Nearly four decades ago, Danish filmmaker Jørgen Leth made a short film called The Perfect Human. Recently, his compatriot and colleague Lars von Trier made this movie, and its author, the subject of his new radical questioning of the essence of cinema and humanity. De Fem Benspænd (The Five Obstructions) is the awesome result of this quest.
Von Trier talked Leth into a peculiar exercise: the latter would remake his short film five times, on each occasion following the “obstructions” imposed by Lars von Trier, who would do his best to force Leth into making a mediocre film. The obstructions involve all spheres: production, cinematography, editing, etc., but also ethics – human and professional. Von Trier pushes Leth to his limits. Leth accepts the challenge each time, and each time is able to turn the constraints into beautiful aesthetic results.
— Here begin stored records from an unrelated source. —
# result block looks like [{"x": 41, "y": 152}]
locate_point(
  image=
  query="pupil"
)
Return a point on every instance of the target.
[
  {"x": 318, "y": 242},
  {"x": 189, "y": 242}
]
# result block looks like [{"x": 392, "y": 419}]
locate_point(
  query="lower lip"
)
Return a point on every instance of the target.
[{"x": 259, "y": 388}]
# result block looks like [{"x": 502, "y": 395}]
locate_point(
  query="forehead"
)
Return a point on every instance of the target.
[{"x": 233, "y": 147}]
If the game might at times seem cruel or gratuitous, the surprising final short film leaves no doubt about the project’s ambition. After having developed before our eyes as a most lucid reflection on the creative and practical process of filmmaking, in its last segment The Five Obstructions fully reveals itself as an interrogation on human nature. The Five Obstructions is half way between a documentary about the film making process itself, and half a compilation of experimental short films (using categories that Von Trier deliberately makes ‘useless’ or just plain odd).
Structurally Von Trier’s film is the line-up of the original film and its five remakes, interlaced by the meetings held by the two filmmakers. They would get together to discuss and establish the new restrictions, and, once the remake was finished, they would analyze the result and decide on the new obstruction. Like the entire film, these conversations acquire their full sense at the end.
It is typically said that everyone, and especially an artist, needs to kill his father to come to terms with his own talent and creation. But surely all those who try, deeply wish their father is strong enough to resist. It is also said that what doesn’t kill you makes you stronger. By putting Leth –and his 1967 film The Perfect Human- through this ordeal, Von Trier is paying them a passionate homage. Because he knows that, ultimately, the human Jørgen Leth and the celluloid Perfect Human will come one step closer to perfection.